2) Cuatro meses más tarde, otra mayoría del propio Congreso Nacional trató de reparar el daño causado diseñando un procedimiento que aún no termina, también inconstitucional, para escoger una nueva Corte Suprema que, si llega a nombrarse, tendrá sin duda una vida efímera;

3) En estos días el presidente Alfredo Palacio propone un tercer procedimiento igualmente inconstitucional para convocar a una Asamblea Nacional Constituyente a la que le han otorgado la calidad de remedio infalible para acabar con los males que agobian a la república.

Si el Presidente hubiera hecho la pregunta sin el aditamento del estatuto electoral, a lo mejor podría haber sido legalmente aceptada. ¿Por qué? Porque ese estatuto es una ley especial para la elección de los asambleístas y si un proyecto de ley se somete a la aprobación pública para que entre en vigor, se está creando un nuevo procedimiento para expedir las leyes que tampoco se ajusta a la Constitución. Las leyes no se aprueban de esa manera, y así lo entendió el Parlamento con ocasión de la última Asamblea de 1997 cuando dictó una norma para el desempeño de la misma. Es peligroso caminar al filo de la cornisa, propiciar métodos aparentemente legales que pueden ser altamente perjudiciales para el tratamiento de casos futuros.

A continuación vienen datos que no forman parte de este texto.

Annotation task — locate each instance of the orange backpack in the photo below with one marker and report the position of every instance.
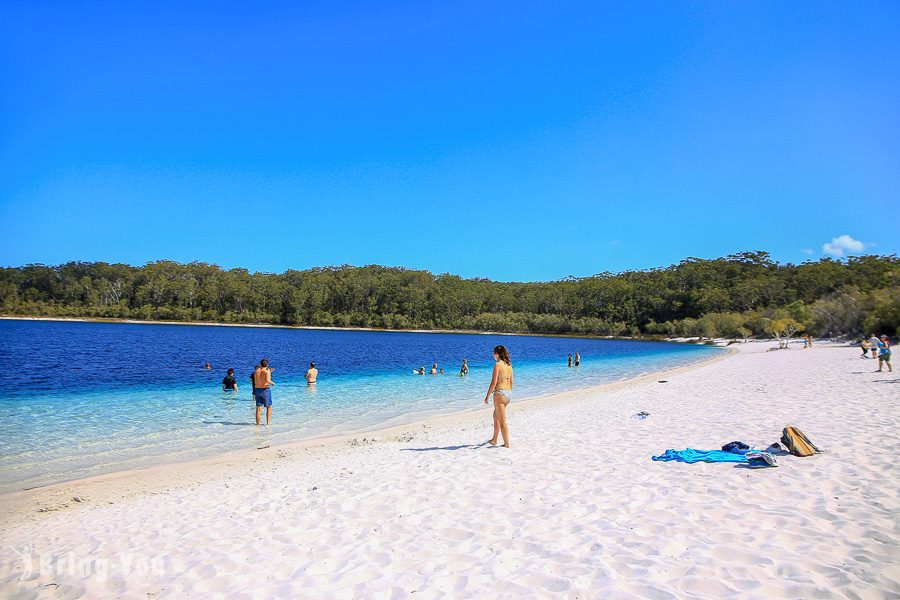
(797, 443)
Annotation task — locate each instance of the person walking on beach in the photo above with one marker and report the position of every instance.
(501, 390)
(312, 374)
(229, 384)
(884, 354)
(262, 384)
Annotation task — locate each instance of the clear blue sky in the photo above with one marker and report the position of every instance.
(511, 140)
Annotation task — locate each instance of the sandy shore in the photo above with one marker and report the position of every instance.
(575, 509)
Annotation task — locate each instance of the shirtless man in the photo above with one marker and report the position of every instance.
(312, 374)
(262, 383)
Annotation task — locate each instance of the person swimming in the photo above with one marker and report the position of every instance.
(312, 374)
(501, 389)
(229, 384)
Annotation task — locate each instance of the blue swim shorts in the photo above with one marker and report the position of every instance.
(263, 396)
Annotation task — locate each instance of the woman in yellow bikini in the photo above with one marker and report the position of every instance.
(501, 389)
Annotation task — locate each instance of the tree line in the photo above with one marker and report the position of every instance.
(742, 295)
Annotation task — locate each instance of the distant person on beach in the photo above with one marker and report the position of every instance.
(501, 390)
(262, 384)
(229, 384)
(312, 374)
(884, 354)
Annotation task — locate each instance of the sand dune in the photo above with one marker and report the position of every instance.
(576, 509)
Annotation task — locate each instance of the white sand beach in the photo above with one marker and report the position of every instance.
(575, 509)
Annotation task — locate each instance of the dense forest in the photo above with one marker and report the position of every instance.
(742, 295)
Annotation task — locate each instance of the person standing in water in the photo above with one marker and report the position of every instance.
(253, 381)
(262, 383)
(501, 390)
(229, 384)
(884, 354)
(312, 374)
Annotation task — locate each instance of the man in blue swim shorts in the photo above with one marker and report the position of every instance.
(262, 392)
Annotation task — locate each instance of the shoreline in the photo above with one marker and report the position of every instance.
(26, 496)
(575, 508)
(332, 328)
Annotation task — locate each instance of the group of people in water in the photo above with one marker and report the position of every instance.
(261, 384)
(435, 370)
(880, 347)
(499, 390)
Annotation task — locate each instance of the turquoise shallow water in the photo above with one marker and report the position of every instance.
(90, 398)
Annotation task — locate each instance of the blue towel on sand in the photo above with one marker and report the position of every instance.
(690, 455)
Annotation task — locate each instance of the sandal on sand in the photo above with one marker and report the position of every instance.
(761, 459)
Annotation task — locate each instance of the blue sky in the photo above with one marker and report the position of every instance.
(510, 140)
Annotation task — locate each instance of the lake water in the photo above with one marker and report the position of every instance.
(82, 399)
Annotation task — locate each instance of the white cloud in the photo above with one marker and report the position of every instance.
(842, 245)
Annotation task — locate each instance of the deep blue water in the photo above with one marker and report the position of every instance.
(87, 398)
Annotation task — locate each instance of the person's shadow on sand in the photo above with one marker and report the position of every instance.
(460, 447)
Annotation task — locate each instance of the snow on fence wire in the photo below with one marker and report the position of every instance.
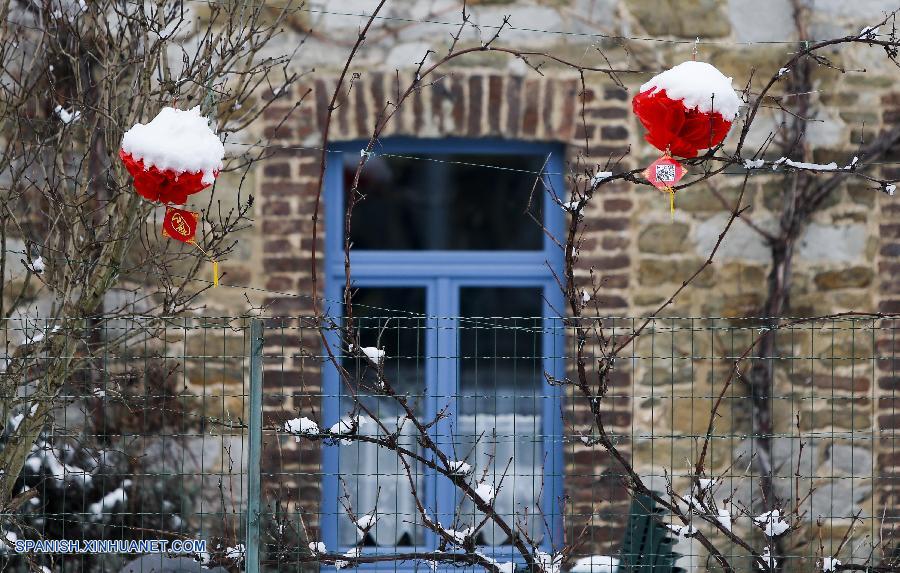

¿Cuándo terminará esta clase de procedimientos que no se enmarcan en la Constitución? Está claro que no podemos exigir conductas absolutamente ortodoxas cuando las instituciones están mutiladas o acéfalas, pero pensemos en que las soluciones de fondo no están en dictar mejores leyes o aprobar nuevas constituciones. ¿Qué pasaría si una nueva Asamblea Constituyente elabora una Constitución casi perfecta con instituciones paradigmáticas en cuanto a técnica jurídica y gran eficiencia en su funcionamiento, si viene otro Lucio Gutiérrez y junto con otros 52 diputados desconoce el orden constitucional? Pasaría lo mismo o casi lo mismo que ahora, lo que quiere decir que lo que falta no son normas sino que los altos funcionarios públicos las respeten. Mientras no exista una cultura de respeto a la ley y a las instituciones, seguiremos marchando en el propio terreno, sin avanzar. Lo demás es ilusorio si además no seleccionamos mejores candidatos y elegimos con acierto en cualquier comicio.

La reestructuración del país es una necesidad imperiosa, pero no al compás de caprichos, resentimientos, odios o revanchas sino observando los procedimientos establecidos, o los nuevos que debidamente se establezcan, para no seguir hundiéndonos en la ciénaga de una inconstitucionalidad que terminará devorando a todos, como Saturno a sus hijos.